On November 12, news broke that Christian songwriter Kurt Kaiser had died at 82. His work, which included memorable songs such as “Pass It On” and “Oh How He Loves You And Me,” spanned nearly 50 years. Kaiser’s name appeared on more than 25 albums and he received a lifetime achievement award from the American Society of Composers, Authors, and Publishers for his contribution to Christian music. One of his songs remains one of the most important in my life, some 30 years after first hearing it.
Many who went to a Christian summer camp in the last 40 years sang Kaiser’s “Pass It On.” I was one of them. The tune was easy to sing, easy to strum along with using those first folky chords I learned, and the words were easy to remember.
It only takes a spark to get a fire going
and soon all those around can warm up to its glowing
That’s how it is with God’s love once you’ve experienced it
You spread his love to everyone, you want to pass it on.
It’s a song that doesn’t tell you what your faith is supposed to be, how you’re supposed to pray, praise, celebrate, or magnify. It doesn’t judge or preach. It simply tells you that feeling in your heart is real. I’ve spent most of my adult life writing about music and culture, but almost never about Christian music. It didn’t appeal to me. But “Pass It On” was somehow different. Why? Because I’ve never heard a recording of the song. And I don’t want to.

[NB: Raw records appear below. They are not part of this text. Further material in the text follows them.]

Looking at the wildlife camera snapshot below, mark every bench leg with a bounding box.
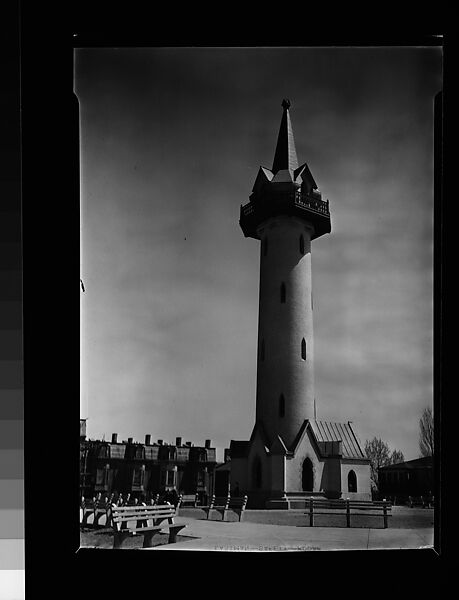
[142,531,158,548]
[113,529,129,549]
[169,525,186,544]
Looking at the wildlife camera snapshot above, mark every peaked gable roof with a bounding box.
[290,419,366,459]
[309,420,366,458]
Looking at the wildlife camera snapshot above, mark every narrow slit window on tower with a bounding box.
[279,394,285,417]
[281,282,286,304]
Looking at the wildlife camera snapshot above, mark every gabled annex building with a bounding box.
[230,100,371,508]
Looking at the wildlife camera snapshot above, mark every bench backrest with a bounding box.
[210,495,247,510]
[229,496,247,510]
[309,498,392,511]
[112,504,176,523]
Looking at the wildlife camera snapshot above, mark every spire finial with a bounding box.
[282,98,291,110]
[272,98,298,174]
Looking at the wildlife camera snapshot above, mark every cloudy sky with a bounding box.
[75,48,442,459]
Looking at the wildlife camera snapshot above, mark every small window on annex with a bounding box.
[347,471,357,492]
[281,282,287,304]
[279,394,285,417]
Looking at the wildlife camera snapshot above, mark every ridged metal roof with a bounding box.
[309,420,365,458]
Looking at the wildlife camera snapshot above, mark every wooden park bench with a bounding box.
[304,498,392,529]
[80,497,111,527]
[177,492,199,508]
[111,504,186,548]
[201,494,247,521]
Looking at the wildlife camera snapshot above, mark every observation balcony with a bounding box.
[239,190,331,240]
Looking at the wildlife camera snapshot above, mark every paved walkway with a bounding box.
[145,517,433,552]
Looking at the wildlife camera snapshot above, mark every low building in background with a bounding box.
[378,456,435,504]
[80,424,217,503]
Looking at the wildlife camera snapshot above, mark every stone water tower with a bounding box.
[230,100,370,508]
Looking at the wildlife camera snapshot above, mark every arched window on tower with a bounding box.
[281,282,287,304]
[279,394,285,417]
[347,471,357,492]
[252,456,262,488]
[261,237,268,256]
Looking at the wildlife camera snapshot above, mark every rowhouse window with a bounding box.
[347,471,357,492]
[279,394,285,417]
[281,282,287,304]
[301,338,306,360]
[261,237,268,256]
[132,469,143,486]
[167,471,175,485]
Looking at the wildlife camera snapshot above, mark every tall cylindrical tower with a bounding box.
[239,100,331,448]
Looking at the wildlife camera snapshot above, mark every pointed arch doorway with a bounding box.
[301,457,314,492]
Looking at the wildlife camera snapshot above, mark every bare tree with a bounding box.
[419,407,434,456]
[365,437,390,490]
[389,450,405,465]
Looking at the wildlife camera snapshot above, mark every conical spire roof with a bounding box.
[272,99,298,174]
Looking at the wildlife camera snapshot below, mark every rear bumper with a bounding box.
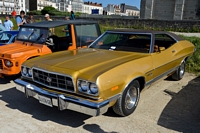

The arrangement in my memory — angel-voiced kids under the spark-filled starry sky in dusty tie-dye shirts and friendship bracelets — is where it will always stay. At my camp, we sang it to close out each week. We stood on a hill under a rugged pine cross, held candles, and passed the flame as we sang from one person to the next until the entire circle, some 150 people, was lit.
What a wonderous time is spring when all the trees are budding
The birds begin to sing, the flowers start their blooming.
For countless youth, it captured what summer camp truly felt like: a sudden feeling of spiritual fullness, that first connection with the Holy Spirit that was yours alone, not fed to you by your parents or Sunday School. And you wanted to pass it on when you went home, but it was hard to do with the autumn realities of school, peer pressure, and tests of faith. Camp seemed like a different world, and it was hard to take it with you. But you wanted to. “Pass It On” reminded you to try.
Years later, when my daughter was still small enough to tuck into bed, she asked me to sing “that fire song you and Mommy sang at camp.” I did. Often. By the time she got to camp, she knew the entire song already.
Over a decade ago, the camp where I grew up spending summers was closed and sold to real estate developers. It now sits vacant awaiting the earth movers. All that is left is beautifully overgrown meadows, crumbling foundations, and singing if you listen hard enough.
Songs become more and more of our lifelines to the past, to the people and place that mattered, our inner spiritual geography. As we grow, our faith must evolve. It must be renewed or die. When camps close, church pews drain. When ministries fail, it’s like the very structure of our faith is undercut. We cling to the touchstones that keep us afloat.
I wish for you my friend this happiness that I’ve found
You can depend on him, it matters not where you’re bound.
“Pass It On” makes you wish that faith can be that simple and that strong as it was when you were 14. It was your faith, not your parent’s or your pastor’s. It felt grown up to have it. This was a faith that had yet to be fractured and trampled by the world.
Today, I am on the advisory of a church summer camp that, like many, is working hard to stay afloat. As specialty camps, year-round sports, and family budget pressures increase, summer programs falter. Buildings need repair, and the money isn’t there. It’s not as simple as I remember it being.
I’m sure Kurt Kaiser knew what his song meant to people. “Pass It On” appeared in songbooks for more than a generation. What a wonderful gift to give to the world, a song that touches people in a way most pop music doesn’t.